MIFTAH
Thursday, 18 April. 2024
 
Your Key to Palestine
The Palestinian Initiatives for The Promotoion of Global Dialogue and Democracy
 
 
 

The precise details of what happened over northeastern Syria in the early hours of Thursday morning may never be known, but the incident served up yet another warning about the inherent perils created by Israel's policy of provocation. The Jewish state routinely violates Lebanon's airspace, and while its intrusions into Syria's are less numerous and less ostentatious, they are also more dangerous. All of this is the result of the impunity with which Israel violates the norms of international law, and this impunity is the product of double standards imposed at the United Nations by the United States and some of its allies. The daily effect of this lopsidedness is to increase tensions, especially in those countries that share borders with Israel.

What is more, the incident comes at a period of marked regional instability. For months after the Israeli military was humiliated by Hizbullah and shamed by its own atrocities during last summer's war with Lebanon, speculation has been rampant that another conflict might break out. Some of the very American neoconservatives who led the charge for their country's continuing misadventure in Iraq were highly disappointed that Israeli Prime Minister Ehud Olmert did not expand last summer's offensive into Syria (notwithstanding the inability of his troops to gain full control of even tiny villages like Maroun al-Ras), and they have been engaged ever since in a campaign to get new hostilities under way. Certain Israeli officials have been only too happy to oblige, periodically - and preposterously - opining publicly that Syria might be preparing an attempt to regain the occupied Golan Heights by force. Faced with this highly threatening combination of American warmongering and Israeli saber-rattling, Damascus has had little choice but to beef up its defenses by acquiring more anti-aircraft and anti-tank weapons - leading to still more unsettling rhetoric from Israeli politicians and military commanders alike. Both sides have more recently stated that they do not want war, but that is of little comfort.

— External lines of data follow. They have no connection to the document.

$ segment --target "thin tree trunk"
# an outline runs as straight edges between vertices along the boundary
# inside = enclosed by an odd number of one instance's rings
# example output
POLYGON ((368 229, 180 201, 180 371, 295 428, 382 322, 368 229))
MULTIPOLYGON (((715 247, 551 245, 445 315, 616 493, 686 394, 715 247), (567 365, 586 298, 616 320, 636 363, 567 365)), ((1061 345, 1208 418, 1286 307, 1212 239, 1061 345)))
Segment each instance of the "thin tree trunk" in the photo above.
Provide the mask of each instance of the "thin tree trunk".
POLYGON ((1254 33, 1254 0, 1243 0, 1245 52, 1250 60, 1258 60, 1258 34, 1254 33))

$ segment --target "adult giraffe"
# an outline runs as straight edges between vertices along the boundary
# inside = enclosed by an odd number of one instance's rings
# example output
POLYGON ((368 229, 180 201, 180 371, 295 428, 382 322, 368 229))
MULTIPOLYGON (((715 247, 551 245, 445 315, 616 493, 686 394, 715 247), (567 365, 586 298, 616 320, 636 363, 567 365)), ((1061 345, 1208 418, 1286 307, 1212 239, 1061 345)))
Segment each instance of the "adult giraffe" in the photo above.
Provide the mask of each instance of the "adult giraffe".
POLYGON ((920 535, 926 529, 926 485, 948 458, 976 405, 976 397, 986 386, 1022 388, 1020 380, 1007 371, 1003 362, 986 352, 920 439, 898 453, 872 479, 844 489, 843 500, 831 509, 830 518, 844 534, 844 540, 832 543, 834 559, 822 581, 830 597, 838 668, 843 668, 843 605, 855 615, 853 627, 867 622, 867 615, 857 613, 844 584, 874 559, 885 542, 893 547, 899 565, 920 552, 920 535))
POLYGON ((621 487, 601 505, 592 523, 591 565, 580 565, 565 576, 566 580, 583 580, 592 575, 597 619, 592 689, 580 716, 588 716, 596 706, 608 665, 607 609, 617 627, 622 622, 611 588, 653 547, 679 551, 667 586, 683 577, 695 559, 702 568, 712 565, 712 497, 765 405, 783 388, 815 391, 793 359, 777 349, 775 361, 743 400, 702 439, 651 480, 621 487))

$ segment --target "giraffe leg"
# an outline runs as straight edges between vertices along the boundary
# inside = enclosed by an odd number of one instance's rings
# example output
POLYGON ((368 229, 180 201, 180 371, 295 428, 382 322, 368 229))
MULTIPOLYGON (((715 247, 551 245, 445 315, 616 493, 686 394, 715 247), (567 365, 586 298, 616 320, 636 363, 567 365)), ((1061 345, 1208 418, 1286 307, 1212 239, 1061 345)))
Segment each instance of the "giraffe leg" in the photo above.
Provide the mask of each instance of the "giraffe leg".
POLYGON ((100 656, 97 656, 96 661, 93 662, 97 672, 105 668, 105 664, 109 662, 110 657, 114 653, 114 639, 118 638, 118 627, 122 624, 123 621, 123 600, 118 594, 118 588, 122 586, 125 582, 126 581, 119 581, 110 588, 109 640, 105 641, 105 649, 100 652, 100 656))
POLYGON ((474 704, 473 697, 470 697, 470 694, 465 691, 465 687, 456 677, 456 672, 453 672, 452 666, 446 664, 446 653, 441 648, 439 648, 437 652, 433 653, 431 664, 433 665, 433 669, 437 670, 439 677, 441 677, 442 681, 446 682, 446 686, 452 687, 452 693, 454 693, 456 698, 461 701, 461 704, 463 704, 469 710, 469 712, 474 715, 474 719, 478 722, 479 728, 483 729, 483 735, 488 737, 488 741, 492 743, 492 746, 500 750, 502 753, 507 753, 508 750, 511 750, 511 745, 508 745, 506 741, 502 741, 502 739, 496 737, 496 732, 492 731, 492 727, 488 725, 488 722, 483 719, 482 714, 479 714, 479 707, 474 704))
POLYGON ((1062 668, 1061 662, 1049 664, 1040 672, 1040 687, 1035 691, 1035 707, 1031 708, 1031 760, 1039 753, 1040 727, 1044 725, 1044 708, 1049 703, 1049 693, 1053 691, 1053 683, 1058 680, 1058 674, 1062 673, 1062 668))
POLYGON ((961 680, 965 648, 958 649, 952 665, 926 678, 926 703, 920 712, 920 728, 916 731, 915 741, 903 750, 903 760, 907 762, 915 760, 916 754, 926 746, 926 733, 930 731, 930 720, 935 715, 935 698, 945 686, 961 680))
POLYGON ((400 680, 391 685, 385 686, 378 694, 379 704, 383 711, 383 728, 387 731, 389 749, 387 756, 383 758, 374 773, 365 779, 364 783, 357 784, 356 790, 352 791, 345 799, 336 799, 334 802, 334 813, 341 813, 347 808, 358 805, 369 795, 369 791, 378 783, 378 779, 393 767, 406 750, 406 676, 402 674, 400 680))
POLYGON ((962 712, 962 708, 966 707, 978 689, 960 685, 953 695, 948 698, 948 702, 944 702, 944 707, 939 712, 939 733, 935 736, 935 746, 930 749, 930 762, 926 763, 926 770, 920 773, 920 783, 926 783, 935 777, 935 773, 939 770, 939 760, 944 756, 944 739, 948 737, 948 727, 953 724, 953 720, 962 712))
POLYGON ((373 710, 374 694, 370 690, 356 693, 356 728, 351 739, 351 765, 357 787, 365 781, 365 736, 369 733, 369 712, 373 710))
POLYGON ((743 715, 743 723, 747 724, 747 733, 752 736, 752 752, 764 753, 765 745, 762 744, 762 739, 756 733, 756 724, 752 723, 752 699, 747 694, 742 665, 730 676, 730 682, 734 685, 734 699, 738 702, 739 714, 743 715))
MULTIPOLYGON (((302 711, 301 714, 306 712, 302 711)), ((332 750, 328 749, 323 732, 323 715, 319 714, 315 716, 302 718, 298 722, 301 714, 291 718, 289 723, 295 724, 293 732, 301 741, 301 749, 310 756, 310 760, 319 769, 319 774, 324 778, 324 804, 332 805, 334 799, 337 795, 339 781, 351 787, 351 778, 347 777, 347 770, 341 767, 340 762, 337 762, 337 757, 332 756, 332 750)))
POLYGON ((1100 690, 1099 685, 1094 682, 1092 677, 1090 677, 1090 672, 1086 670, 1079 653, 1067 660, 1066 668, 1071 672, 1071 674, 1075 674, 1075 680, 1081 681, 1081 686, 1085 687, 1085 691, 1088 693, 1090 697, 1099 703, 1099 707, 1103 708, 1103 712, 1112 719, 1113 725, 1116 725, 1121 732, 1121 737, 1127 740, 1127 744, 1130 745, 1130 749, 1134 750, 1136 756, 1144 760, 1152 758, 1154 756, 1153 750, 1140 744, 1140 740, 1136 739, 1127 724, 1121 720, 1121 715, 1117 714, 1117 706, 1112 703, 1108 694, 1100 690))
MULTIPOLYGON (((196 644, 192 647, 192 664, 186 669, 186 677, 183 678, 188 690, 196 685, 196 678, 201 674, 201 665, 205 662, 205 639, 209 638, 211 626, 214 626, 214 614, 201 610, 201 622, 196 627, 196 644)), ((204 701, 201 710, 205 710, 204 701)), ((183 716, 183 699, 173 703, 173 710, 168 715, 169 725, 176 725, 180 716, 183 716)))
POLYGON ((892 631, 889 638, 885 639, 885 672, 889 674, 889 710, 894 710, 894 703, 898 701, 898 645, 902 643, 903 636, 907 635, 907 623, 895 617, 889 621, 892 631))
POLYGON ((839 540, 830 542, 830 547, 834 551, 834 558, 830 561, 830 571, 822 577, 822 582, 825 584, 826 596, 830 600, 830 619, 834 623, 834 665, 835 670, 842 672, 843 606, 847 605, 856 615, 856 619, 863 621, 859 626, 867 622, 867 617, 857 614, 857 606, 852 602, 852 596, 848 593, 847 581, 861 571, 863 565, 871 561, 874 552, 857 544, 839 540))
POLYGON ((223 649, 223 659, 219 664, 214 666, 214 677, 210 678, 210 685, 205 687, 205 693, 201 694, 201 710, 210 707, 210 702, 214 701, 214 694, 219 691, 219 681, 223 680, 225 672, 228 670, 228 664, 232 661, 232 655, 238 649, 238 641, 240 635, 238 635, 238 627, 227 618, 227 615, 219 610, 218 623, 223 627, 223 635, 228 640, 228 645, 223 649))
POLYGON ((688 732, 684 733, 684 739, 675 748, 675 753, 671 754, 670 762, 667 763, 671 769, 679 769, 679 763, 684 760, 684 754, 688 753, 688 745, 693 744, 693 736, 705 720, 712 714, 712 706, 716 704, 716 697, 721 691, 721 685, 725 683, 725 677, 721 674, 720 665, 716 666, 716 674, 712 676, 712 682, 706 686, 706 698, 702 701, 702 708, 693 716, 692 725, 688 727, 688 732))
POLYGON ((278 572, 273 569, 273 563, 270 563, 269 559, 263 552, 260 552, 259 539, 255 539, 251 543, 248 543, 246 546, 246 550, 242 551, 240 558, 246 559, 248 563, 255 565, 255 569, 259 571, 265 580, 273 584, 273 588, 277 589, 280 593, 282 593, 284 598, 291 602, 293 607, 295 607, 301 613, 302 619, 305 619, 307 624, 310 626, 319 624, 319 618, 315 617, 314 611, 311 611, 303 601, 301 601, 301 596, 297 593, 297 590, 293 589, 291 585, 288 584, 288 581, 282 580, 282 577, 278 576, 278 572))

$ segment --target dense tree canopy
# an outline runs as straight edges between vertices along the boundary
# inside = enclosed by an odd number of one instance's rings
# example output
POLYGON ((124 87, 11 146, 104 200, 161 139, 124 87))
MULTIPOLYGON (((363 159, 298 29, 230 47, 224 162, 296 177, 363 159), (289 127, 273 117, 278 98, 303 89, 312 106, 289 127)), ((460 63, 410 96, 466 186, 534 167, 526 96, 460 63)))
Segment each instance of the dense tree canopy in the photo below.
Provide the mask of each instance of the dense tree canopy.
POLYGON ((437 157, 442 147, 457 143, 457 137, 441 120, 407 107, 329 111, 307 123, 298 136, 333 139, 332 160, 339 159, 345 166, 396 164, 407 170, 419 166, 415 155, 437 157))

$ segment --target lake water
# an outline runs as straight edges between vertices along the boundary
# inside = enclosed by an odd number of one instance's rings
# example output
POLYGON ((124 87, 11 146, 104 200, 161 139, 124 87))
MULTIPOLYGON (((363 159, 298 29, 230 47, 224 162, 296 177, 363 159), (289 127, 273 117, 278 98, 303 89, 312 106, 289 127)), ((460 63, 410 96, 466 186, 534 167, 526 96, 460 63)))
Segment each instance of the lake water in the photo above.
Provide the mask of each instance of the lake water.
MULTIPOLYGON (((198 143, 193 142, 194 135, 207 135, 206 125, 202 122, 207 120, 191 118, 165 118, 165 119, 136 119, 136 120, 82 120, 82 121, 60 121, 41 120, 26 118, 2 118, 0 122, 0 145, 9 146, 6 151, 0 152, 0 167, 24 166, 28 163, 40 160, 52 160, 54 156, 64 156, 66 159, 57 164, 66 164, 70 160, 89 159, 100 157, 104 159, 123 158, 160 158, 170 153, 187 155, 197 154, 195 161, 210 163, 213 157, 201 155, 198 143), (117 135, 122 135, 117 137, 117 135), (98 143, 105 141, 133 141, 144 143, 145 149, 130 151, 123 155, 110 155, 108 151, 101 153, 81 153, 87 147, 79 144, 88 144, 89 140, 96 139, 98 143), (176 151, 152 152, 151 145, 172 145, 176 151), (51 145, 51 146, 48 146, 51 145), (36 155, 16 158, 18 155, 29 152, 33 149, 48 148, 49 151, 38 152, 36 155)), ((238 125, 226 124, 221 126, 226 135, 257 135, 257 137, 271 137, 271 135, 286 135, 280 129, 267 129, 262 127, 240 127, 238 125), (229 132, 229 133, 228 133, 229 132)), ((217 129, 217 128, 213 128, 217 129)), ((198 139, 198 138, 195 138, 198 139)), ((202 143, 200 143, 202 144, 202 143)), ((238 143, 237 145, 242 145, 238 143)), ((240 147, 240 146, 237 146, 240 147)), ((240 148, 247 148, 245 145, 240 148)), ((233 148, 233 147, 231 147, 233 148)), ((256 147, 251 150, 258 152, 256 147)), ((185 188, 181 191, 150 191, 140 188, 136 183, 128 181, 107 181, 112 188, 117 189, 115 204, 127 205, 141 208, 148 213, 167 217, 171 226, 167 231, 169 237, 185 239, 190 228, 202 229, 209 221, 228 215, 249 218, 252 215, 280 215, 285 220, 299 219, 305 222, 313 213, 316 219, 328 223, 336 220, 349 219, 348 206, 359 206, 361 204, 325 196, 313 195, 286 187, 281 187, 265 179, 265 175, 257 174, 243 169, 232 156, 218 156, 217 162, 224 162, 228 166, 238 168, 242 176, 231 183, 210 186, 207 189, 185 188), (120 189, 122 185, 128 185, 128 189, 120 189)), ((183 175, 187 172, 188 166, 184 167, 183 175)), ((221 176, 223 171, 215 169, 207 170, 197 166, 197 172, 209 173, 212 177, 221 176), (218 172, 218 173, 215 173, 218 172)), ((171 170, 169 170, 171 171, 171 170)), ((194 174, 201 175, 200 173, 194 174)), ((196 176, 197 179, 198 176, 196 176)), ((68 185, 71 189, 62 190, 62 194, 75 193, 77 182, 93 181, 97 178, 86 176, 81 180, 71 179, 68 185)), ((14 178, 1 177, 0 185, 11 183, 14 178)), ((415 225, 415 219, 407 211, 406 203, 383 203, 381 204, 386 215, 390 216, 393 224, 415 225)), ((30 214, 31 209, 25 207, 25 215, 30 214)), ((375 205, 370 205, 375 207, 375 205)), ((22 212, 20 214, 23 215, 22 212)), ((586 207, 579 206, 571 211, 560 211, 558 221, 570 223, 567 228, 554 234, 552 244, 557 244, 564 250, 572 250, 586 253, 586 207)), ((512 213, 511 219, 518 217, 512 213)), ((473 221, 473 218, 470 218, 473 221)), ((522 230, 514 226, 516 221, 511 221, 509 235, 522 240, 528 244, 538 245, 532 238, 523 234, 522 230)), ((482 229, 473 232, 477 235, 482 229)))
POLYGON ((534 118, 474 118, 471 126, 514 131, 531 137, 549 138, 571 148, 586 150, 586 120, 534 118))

The problem with this little game is that it has the potential to trigger a shooting war. And while a limited clash might conceivably help to break up the diplomatic logjam over the Golan, there are no guarantees that an Israeli-Syrian conflict could be prevented from spinning out of control, especially when one recalls the breakneck (and ultimately suicidal) pace at which Olmert graduated from blowing up bridges to massacring women children in July 2006. This is not a man in whose judgment and common sense a prospective foe should place much confidence. It is important for both sides, therefore, to draw up contingency plans now so that if they do become entangled in a direct military confrontation, they refrain from the kinds of actions that might escalate into full-scale war.

The fondest wish of many Israelis is to be accepted by their neighbors, but that cannot happen unless and until their government starts behaving itself. In the absence of acceptable comportment by the Jewish state, the Syrian regime would be well advised to tread very carefully lest it provide a pretext for the latest in a long line of blows to regional stability.